I wondered what incipient heart failure looked like. 

'The ticks are unpredictable,' I continued, 'and in the end probably just disappeared, so in August you went again to France, but this time taking the box Phil drives now, which you used to drive regularly at that time. But on that occasion, things went wrong. The horsebox was due for maintenance and was driven straight to the barn on your return. The cap had unscrewed itself from the tube, perhaps from vibration. Before you could retrieve the rabbit, it fell into the inspection pit and died, and Jogger threw it away, ticks and all.' 

Strangled silence. 

'So this year,' I said, 'you went in the new super-six to fetch the two-year-olds for Michael Watermead, and you took a rabbit with you. The ticks came back alive and were transferred to the old horse, Peterman. But Peterman went to Marigold English, not Benjy Usher, and Peterman died. The ticks died soon after him. So now we have the Flat season about to start and all the Chester Vase and Dante Stakes contestants this year are strong and healthy still, so you set off with the rabbit to fetch Benjy Usher's colt from Milan, and on the way back you stopped at the Ecurie Bonne Chance, and what will you bet that in the tube container above the fuel tanks of this horsebox we'll find a rabbit with ticks on?' 

Silence. 

I asked, 'Why didn't you just wipe ticks straight onto Benjy's colt?' 

'He wants it to race again when its leg gets healed.' 

The admission slipped painlessly out. Lewis's voice was hoarse. He didn't even try to protest innocence. 
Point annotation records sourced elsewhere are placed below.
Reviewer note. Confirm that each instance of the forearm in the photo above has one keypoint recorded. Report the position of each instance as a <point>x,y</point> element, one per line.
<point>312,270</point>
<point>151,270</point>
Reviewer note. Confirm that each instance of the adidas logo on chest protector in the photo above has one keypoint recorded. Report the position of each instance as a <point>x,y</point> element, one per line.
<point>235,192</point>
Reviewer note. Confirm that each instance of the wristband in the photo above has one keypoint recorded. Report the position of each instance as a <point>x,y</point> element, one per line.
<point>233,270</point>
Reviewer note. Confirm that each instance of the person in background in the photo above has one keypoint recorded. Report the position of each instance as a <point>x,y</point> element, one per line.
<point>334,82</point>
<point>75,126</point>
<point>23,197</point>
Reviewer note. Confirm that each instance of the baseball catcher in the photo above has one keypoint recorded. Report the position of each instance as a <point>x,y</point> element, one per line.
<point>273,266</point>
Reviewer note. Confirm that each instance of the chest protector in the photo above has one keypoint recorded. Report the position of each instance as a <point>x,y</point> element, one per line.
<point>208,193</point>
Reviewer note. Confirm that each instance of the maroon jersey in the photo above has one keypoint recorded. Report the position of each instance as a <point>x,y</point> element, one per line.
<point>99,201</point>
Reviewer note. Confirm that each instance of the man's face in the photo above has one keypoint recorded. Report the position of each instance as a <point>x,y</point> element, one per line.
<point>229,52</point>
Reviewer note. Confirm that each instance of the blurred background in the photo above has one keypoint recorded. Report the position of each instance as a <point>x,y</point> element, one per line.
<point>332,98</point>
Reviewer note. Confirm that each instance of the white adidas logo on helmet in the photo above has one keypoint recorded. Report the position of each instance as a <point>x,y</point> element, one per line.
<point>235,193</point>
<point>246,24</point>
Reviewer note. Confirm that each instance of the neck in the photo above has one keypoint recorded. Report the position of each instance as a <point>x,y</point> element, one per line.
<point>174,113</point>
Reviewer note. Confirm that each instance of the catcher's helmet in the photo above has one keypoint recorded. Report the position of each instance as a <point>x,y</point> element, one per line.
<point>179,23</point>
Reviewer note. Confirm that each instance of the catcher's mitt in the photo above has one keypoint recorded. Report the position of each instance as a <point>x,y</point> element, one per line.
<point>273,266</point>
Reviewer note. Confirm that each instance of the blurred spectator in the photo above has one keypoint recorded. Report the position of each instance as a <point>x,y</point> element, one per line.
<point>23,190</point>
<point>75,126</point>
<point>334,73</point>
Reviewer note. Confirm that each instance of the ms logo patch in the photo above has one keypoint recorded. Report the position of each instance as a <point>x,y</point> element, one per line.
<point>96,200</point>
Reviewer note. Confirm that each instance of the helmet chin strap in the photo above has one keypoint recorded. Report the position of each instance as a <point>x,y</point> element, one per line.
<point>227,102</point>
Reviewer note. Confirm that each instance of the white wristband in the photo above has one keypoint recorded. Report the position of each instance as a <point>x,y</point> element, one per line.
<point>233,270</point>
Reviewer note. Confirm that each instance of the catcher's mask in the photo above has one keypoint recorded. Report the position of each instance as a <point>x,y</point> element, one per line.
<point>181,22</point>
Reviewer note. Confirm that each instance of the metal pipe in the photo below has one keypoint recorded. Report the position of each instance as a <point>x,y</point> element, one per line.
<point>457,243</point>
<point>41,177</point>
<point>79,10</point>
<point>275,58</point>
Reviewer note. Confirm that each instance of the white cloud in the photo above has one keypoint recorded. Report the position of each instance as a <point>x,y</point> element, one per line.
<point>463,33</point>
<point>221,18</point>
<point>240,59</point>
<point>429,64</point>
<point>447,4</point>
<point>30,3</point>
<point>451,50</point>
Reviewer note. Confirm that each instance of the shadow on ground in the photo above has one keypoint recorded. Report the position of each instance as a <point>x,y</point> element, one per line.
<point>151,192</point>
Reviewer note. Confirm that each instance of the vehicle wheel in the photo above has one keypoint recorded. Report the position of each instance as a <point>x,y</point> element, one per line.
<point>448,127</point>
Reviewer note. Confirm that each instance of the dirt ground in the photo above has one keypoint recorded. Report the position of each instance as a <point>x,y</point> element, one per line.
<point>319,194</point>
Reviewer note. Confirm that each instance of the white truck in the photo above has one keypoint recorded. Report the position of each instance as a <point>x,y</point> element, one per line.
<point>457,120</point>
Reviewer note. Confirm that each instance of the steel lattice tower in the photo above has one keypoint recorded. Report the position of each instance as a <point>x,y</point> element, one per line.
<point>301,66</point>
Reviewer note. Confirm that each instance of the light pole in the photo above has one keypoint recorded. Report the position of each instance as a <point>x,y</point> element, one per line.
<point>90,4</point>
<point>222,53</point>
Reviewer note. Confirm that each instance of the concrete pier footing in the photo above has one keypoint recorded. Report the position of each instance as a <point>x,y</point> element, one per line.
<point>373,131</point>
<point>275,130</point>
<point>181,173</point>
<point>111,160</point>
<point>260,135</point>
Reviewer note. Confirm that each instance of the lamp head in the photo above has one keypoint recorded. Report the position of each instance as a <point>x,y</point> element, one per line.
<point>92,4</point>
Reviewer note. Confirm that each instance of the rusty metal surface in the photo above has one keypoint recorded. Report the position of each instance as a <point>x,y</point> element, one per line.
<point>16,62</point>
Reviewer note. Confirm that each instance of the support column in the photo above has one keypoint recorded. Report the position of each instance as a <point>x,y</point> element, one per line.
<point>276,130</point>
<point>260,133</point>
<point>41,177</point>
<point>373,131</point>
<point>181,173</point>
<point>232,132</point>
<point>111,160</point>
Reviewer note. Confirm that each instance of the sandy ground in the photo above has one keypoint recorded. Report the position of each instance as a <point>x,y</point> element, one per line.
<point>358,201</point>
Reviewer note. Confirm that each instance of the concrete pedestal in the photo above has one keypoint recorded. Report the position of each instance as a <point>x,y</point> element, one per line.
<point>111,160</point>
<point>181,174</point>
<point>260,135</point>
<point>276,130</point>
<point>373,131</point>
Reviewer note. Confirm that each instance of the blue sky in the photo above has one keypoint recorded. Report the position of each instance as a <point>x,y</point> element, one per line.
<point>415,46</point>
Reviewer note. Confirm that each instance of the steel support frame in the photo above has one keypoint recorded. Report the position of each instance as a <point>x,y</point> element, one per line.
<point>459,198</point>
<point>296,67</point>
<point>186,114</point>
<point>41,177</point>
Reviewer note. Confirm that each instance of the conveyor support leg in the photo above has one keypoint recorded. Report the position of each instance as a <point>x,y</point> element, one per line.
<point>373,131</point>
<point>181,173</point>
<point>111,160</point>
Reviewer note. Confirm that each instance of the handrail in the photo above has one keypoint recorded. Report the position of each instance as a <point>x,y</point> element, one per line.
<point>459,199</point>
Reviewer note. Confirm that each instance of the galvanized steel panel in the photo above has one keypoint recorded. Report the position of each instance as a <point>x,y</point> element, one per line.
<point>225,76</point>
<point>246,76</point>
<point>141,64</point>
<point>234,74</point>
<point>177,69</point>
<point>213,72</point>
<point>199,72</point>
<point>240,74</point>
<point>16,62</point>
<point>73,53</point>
'So now,' I said, 'we're going to take the rabbit straight to Centaur Care, where the two old horses destined for Benjy's field are waiting. This time you are not going to have to retrieve the rabbit from the tube at eleven o'clock at night, and hit me on the head when I catch you at it.' 

'I never,' he said fiercely. 'I never hit you.' 

'You did drop me into the water, though. And you said 'If this doesn't give him flu, nothing will.' ' 

Lewis seemed to have gone beyond being astounded and had reached the stage of anxiety to salvage whatever he could. 

'I needed the money,' he said, 'for my kid's education.' 

One more shock, I thought, and he would really start talking. 
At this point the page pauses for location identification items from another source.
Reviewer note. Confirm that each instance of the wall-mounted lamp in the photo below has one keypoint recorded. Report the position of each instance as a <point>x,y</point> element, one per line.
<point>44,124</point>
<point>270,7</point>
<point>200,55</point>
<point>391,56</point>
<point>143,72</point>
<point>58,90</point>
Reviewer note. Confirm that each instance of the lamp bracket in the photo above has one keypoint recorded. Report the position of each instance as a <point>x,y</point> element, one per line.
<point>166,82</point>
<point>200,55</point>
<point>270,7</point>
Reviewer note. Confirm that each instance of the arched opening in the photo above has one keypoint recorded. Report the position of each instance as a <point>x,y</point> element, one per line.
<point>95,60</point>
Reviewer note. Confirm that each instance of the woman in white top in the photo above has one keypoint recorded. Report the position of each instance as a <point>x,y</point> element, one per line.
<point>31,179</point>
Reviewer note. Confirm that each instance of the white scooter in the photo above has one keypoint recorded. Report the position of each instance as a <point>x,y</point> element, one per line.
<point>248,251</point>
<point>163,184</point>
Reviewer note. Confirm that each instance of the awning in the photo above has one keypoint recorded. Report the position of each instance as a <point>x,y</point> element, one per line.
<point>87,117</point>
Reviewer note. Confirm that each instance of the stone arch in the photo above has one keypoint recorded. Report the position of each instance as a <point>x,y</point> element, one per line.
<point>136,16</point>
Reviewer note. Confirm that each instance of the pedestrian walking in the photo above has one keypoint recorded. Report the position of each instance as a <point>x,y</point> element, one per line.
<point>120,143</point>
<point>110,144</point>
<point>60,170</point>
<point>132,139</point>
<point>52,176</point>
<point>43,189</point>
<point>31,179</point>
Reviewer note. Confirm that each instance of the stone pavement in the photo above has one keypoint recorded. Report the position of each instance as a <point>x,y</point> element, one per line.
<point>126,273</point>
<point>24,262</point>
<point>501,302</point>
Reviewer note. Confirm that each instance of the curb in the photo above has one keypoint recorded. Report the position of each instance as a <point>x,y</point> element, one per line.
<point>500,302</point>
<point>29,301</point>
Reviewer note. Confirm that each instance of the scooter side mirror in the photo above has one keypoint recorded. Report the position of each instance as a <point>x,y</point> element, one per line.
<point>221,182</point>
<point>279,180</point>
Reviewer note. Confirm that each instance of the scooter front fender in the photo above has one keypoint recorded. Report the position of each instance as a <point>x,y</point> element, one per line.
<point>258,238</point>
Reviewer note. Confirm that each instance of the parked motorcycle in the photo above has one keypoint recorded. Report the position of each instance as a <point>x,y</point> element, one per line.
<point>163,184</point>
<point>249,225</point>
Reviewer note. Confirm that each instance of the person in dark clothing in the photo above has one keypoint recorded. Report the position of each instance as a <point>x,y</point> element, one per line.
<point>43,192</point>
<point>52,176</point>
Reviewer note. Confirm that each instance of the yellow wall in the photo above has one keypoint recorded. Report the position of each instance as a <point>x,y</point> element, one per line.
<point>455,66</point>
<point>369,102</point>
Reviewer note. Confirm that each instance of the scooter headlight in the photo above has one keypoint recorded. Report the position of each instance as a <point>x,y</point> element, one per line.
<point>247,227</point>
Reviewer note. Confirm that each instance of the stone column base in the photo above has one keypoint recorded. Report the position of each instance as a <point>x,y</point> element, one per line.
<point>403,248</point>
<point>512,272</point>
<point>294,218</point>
I said, 'If it came to a choice, which would you prefer, to drive Irkab Alhawa to the Derby and maybe bring him back as the winner in your own box on the television to this village, or to infect him with ticks to stop him even running?' 

'He'd never do that!' he said. His horror, indeed, looked genuine. 
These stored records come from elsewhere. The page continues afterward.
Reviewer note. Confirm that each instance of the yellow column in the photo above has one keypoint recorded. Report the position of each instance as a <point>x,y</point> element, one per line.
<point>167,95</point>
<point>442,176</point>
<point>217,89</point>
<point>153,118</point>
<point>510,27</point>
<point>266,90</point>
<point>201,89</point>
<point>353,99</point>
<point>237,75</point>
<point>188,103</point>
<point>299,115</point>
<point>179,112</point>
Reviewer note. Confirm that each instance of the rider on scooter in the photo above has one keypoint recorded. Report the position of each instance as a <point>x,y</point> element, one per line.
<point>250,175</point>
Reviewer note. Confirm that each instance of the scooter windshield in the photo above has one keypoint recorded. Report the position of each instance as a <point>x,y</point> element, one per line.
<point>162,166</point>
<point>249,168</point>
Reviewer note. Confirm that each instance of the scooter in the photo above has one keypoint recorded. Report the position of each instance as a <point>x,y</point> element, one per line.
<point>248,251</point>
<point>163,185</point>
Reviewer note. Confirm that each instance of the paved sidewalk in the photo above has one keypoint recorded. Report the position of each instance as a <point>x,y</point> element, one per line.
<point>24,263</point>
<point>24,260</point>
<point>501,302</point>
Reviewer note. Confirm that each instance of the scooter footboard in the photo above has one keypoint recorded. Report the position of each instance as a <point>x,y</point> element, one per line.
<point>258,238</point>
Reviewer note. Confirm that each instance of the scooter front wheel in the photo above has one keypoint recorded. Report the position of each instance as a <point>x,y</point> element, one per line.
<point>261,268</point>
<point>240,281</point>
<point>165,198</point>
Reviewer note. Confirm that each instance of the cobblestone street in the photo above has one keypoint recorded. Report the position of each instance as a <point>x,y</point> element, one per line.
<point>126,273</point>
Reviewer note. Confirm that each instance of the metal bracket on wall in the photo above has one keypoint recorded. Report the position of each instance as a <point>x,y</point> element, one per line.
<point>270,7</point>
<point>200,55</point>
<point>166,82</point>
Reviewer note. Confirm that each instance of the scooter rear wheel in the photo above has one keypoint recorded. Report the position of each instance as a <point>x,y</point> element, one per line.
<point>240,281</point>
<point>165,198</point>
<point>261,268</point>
'He's violent and spiteful,' I said, 'so why not?' 

'No!' He stared at me, belatedly thinking. 'Who are you talking about?' 

'John Tigwood, of course.' 

Lewis closed his eyes. 

'Benjy's reward is winning,' I said. 'Yours is money. Tigwood's is the power to spoil other people's achievements. That's a commoner sin than you may think. Knocking people is a major sport.' 

To win by cheating. Ambition for one's child. Malice and secretly-enjoyed destructive power, bolstering an inadequate personality. To each his driving force. 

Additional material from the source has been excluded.